I think you’re right not to spend any energy on this, and I agree that it would be performative to pretend to be sad that he left the world. In some ways, our society is better for normalizing honest reactions to things.
However: I want to encourage you to think about what it means to define him as vermin. Within the meaning of this word is the belief that he is low enough on a hierarchy of worth that he no longer falls under the protections and values we afford to “human”. And furthermore, he is of a group that can only be effectively dealt with through extermination.
Personally, I don’t think this is a useful philosophical concept. It’s very central to the philosophies that Charlie Kirk sought to popularize: the idea that some people, through their worldview and lifestyle have forfeited any minimum universal protections we afford to humans, and instead should be eradicated. Obviously, his criteria of human worth was more or less an inverse of yours, but personally I’d reject his overall framework.
I’m really sure whether I truly disagree with it. But I definitely believe that the framework itself inherently benefits the fascist project far, far more than it could benefit a socialist project.
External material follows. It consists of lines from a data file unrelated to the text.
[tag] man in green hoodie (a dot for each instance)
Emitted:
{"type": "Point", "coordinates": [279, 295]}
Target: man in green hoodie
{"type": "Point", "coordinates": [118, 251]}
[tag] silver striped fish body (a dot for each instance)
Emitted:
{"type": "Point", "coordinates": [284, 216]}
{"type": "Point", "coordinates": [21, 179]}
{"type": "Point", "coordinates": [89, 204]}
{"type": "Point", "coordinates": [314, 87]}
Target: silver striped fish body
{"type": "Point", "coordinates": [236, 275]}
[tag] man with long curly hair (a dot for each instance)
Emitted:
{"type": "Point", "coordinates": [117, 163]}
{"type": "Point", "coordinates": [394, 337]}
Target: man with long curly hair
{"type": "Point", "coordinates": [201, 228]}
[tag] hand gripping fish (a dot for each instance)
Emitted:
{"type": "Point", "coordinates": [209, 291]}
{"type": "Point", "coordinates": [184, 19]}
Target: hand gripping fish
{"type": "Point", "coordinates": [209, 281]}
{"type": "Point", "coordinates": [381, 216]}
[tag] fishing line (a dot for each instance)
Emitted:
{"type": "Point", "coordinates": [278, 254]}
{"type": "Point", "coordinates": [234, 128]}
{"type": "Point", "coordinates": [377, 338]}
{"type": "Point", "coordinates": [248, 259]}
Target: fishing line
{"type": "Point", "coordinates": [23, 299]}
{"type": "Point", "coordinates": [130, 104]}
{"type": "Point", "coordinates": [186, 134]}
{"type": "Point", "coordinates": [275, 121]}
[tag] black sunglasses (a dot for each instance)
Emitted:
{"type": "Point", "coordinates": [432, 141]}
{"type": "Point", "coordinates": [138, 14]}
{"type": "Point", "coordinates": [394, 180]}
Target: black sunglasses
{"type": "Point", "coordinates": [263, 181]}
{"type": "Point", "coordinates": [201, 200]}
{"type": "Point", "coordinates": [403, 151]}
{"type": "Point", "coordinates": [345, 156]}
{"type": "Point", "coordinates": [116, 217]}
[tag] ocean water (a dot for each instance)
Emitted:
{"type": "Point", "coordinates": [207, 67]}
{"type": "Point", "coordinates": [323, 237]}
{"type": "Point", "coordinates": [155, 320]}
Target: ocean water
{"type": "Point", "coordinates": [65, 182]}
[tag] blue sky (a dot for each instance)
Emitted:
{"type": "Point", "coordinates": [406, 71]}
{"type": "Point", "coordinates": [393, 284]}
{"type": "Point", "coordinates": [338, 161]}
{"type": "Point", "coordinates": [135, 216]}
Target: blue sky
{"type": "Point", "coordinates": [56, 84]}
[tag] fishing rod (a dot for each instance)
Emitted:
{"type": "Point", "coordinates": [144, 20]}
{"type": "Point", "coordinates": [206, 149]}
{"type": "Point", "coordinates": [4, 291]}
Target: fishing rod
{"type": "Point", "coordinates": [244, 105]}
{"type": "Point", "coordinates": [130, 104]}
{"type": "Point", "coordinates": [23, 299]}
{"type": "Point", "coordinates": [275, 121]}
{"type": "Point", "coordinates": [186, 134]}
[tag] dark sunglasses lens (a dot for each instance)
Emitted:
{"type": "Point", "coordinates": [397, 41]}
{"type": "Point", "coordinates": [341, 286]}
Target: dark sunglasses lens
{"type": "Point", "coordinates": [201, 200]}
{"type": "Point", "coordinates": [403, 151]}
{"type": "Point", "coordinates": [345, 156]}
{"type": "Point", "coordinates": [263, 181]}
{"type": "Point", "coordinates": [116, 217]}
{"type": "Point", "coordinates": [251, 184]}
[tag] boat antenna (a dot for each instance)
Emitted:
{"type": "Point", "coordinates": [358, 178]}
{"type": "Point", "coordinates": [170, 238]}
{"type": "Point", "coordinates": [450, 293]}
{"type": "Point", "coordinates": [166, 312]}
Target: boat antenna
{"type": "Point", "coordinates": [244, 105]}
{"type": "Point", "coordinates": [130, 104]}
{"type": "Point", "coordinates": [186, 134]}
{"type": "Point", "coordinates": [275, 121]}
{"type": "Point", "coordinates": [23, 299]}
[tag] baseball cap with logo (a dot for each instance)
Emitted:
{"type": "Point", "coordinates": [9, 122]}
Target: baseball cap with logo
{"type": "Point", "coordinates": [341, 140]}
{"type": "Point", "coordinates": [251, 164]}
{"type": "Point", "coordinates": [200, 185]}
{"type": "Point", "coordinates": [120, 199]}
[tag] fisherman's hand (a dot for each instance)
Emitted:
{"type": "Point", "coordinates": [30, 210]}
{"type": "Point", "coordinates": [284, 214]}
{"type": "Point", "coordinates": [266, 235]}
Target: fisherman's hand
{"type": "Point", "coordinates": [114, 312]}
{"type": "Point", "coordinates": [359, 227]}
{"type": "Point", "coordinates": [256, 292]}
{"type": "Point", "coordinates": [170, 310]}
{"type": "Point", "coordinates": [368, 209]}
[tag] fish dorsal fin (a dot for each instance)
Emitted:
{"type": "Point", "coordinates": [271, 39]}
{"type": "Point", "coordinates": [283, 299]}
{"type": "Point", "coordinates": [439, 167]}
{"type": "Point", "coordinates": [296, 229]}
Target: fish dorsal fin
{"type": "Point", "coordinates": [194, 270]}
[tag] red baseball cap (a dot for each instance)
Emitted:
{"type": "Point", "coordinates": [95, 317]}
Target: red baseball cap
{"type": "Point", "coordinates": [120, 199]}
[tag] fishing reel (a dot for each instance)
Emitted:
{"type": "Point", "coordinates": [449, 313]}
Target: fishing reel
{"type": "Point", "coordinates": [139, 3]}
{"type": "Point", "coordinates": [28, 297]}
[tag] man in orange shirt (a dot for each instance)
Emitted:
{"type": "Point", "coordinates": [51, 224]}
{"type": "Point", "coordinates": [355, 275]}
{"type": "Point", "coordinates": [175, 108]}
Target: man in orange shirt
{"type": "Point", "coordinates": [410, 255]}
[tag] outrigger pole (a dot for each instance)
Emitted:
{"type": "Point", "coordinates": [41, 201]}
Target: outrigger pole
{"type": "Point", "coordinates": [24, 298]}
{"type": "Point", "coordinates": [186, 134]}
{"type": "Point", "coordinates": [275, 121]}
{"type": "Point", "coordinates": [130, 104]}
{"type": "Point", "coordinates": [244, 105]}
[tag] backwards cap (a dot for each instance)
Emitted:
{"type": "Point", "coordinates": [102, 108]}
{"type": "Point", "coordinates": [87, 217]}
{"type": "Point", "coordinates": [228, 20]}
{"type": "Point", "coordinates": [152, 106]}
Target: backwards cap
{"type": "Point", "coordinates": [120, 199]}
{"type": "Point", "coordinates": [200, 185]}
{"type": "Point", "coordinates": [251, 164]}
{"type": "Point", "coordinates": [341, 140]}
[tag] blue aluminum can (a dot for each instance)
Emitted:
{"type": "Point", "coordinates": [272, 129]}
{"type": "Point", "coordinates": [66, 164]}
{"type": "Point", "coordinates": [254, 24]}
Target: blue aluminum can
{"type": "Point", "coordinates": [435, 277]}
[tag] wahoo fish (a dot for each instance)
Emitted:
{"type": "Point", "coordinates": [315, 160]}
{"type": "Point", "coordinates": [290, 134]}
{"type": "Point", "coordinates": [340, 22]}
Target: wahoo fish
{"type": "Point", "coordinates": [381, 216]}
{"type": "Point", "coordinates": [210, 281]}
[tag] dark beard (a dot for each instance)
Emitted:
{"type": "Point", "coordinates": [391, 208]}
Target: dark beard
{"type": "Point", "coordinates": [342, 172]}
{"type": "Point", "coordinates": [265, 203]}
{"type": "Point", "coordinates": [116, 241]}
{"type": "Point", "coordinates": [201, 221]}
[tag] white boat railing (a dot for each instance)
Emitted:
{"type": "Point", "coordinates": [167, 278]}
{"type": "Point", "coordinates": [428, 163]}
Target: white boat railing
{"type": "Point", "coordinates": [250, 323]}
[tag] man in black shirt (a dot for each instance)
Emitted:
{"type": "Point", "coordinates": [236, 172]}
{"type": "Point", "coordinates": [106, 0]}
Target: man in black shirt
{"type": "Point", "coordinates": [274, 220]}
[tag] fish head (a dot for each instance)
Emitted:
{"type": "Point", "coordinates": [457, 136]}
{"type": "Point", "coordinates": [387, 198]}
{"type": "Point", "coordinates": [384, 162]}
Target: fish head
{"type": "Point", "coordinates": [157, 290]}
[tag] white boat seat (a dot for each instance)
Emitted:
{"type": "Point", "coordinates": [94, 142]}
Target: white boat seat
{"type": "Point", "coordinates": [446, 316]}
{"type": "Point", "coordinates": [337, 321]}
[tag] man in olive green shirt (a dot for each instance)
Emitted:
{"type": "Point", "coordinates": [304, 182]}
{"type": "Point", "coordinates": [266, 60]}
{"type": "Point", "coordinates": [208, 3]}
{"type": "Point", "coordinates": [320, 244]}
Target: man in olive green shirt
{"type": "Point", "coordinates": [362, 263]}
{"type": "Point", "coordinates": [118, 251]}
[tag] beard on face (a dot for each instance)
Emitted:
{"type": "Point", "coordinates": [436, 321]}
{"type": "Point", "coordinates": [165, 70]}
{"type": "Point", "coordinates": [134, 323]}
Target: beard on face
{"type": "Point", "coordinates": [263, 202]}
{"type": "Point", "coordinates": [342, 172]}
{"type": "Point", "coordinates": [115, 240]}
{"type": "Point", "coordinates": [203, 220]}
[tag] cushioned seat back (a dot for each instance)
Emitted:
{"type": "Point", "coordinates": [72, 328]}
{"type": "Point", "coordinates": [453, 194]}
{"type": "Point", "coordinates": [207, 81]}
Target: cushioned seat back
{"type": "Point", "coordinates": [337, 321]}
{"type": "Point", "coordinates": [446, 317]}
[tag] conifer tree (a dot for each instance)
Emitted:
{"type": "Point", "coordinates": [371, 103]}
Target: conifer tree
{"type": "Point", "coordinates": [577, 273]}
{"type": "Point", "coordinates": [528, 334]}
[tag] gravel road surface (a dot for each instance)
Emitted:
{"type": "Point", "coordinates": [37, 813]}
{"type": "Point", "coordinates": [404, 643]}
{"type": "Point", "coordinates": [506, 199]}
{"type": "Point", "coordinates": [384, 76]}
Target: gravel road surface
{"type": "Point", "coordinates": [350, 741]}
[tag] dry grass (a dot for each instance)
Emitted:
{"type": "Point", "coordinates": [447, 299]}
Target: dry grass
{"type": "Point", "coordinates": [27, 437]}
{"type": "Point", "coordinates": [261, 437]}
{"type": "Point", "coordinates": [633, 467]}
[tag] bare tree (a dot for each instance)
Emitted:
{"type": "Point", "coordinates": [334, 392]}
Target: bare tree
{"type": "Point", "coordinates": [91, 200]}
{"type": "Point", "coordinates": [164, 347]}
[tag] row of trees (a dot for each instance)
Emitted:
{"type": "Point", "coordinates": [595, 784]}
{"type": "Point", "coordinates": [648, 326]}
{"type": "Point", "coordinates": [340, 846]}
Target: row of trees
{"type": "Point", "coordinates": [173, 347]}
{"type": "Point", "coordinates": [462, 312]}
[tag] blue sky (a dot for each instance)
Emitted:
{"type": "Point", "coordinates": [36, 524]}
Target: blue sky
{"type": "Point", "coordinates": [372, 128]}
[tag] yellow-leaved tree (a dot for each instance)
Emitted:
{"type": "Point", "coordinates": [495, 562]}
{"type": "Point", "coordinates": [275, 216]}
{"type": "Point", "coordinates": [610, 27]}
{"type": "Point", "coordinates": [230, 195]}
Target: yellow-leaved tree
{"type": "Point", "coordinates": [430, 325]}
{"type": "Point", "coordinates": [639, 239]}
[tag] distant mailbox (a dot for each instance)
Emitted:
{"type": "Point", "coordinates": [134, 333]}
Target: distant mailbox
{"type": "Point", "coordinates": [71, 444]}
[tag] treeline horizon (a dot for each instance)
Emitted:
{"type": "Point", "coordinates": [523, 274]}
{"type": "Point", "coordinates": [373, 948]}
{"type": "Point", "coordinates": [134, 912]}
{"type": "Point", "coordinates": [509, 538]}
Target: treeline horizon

I definitely don’t encourage you to mourn him. But I would encourage you to ask whether you really think there’s utility in agreeing with him at all on the principle that humans can be vermin.
100%.
I try to remind myself, though, that it would be a waste of time trying to yell at this tidal wave of rage that’s bearing down on us just as it would to yell at an actual tidal wave. I think we need to be grabbing sand bags and securing our food supplies and looking to get to the other side of this period of history. I think it could easily last a generation. And if we’re really, really effective (and lucky) it could be as short as another decade. But there’s no use rubbernecking or bellyaching. We just need to focus on fixing this broken-ass world.